Show that every polynomial is the sum of an even and odd function.

Question

I have been given an optional challenge problem at the end of one of my earlier tutorials that I am unsure how to solve. It is a question with three parts, but I would like to tackle them separately with a little help on part a.

a function $f$ is even if $f(-x) = f(x)$ for all $x$, and odd if $f(-x) = -f(x)$ for all $x$.

Now I am told to show that every polynomial is the sum of both an even and an odd function, but have no idea how to go about this.

Is the key to this question that $f(-x) = x^2$ will always $= f(x)$ $\therefore$ $x^2$ is even? I understand that, and if a secondary function was $g(-x) = x$, where x is only positive, then it would make sense that this is a odd function, but it is for all x, and therefore a negative x value in g(-x) would become positive and it wouldn't be an odd or an even function.

Answer 1

Hint: $x$, $x^3$, $x^5$, ... are all odd, while $1$, $x^2$, $x^4$, ... are all even (prove this!). So try decomposing a polynomial into a sum of terms only involving even powers of $x$, and terms only involving odd powers of $x$.

Answer 2

Think about the easiest even (or odd) functions. The first one I will think of is $f(x) = x$ and $f(x) = x^2$. Next you will realize that for $f(x) = x^n$ it is even or odd depending on if $n$ is even or odd. (That also helps you to understand why they are called even (or odd) functions.)

Now that we are only looking at polynomials, we can naturally divide a polynomials into odd and even degrees. The rest would be easy.

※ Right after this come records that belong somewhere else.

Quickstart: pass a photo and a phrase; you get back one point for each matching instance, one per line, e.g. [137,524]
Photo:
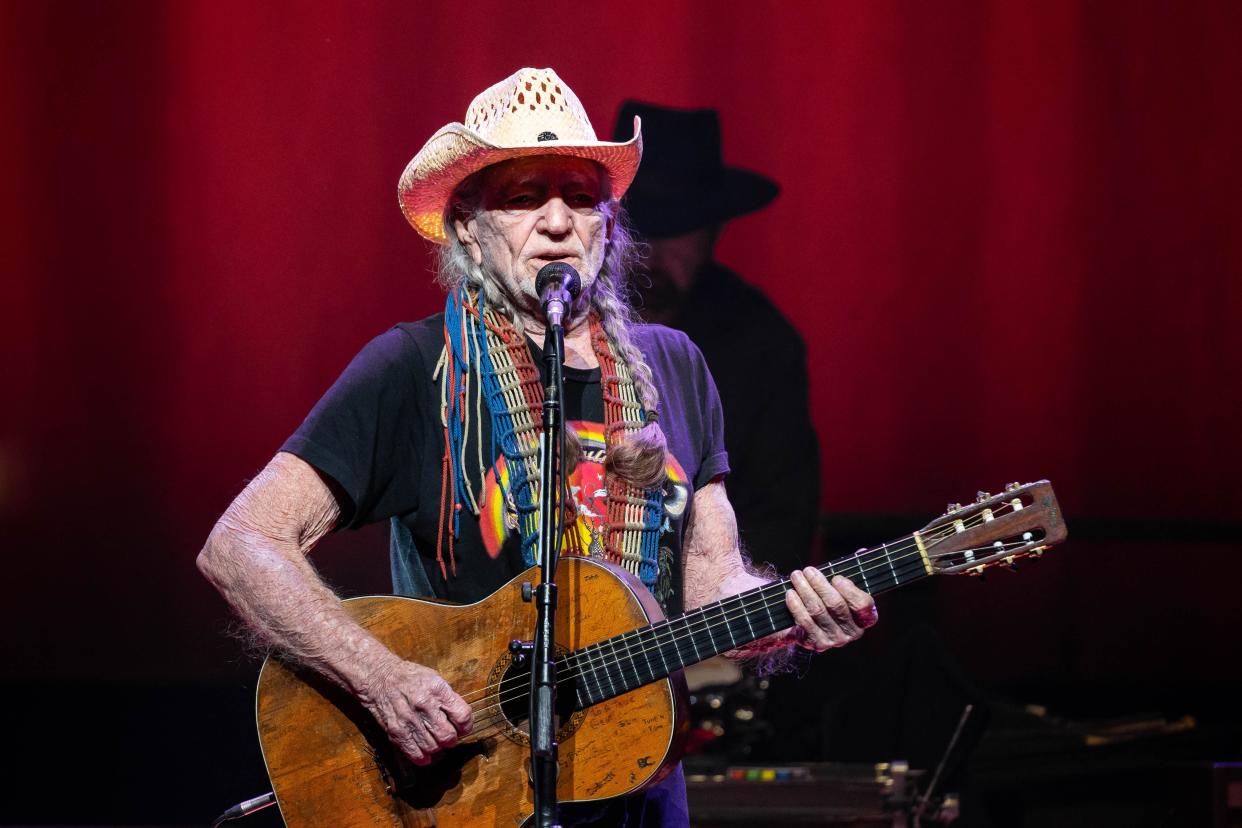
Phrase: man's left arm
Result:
[827,613]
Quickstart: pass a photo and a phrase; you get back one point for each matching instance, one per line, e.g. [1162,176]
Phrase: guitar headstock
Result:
[1021,522]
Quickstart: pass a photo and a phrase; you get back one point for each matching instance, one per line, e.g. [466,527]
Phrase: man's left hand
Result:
[829,613]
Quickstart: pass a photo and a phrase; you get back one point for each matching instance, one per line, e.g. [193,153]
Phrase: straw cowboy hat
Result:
[532,112]
[683,184]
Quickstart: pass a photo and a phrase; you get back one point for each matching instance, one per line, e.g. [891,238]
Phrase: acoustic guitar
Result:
[620,690]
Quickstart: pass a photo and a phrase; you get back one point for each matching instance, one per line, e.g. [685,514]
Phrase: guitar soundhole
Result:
[513,699]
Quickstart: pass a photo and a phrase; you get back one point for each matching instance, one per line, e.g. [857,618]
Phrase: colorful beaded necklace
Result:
[483,349]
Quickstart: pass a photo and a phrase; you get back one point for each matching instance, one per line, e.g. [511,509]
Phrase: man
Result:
[679,201]
[432,427]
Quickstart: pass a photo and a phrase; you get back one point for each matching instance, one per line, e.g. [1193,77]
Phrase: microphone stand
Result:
[543,663]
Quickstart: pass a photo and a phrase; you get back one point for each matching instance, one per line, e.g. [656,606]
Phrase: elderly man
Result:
[432,427]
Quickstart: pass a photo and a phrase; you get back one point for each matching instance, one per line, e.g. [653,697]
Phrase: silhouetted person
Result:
[679,202]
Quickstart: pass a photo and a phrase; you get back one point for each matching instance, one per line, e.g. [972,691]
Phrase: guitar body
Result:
[332,765]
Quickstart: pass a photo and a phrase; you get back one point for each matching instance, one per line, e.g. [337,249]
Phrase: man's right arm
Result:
[256,556]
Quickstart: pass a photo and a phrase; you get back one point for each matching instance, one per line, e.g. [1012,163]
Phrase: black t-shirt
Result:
[376,435]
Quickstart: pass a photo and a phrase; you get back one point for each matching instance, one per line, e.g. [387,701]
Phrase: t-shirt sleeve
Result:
[713,458]
[364,432]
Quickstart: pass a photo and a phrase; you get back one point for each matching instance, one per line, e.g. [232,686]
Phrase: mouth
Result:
[547,258]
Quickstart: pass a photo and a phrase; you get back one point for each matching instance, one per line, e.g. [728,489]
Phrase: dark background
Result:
[1010,232]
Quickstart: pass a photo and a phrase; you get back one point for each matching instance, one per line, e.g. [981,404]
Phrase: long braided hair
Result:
[639,456]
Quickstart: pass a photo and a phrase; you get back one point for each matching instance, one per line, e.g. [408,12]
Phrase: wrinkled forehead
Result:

A more general construction works for any functions: $\frac{f(x) + f(-x)}{2}$ is always even, and $\frac{f(x) - f(-x)}{2}$ is always odd, and they add up to $f(x)$.

Answer 3

I think T. Bongers's answer is the most natural way to solve this problem, seeing as your given function is a polynomial. Here is an alternative method. You have a given function $P(x)$ which you want to express as the sum of an odd function, call it $D(x)$, and an even function, call it $E(x)$. So $P(x),D(x),E(x)$ satisfy the identity $P(x)=D(x)+E(x)$. That's one equation in two unknowns, $D(x)$ and $E(x)$. Now, substituting $-x$ for $x$ in the identity $P(x)=D(x)+E(x)$, you get another identity, $P(-x)=D(-x)+E(-x)=-D(x)+E(x)$. So now you have two equations in two unknowns: $D(x)+E(x)=P(x)$ and $-D(x)+E(x)=P(-x)$. Solving this system of equations, you get formulas for $D(x)$ and $E(x)$ in terms of $P(x)$ and $P(-x)$. You can then verify that $D(x)$ and $E(x)$ are indeed odd and even respectively, and that (assuming $P(x)$ is a polynomial, or even an infinite series in powers of $x$) they are the same functions that T. Bongers hinted at in his answer.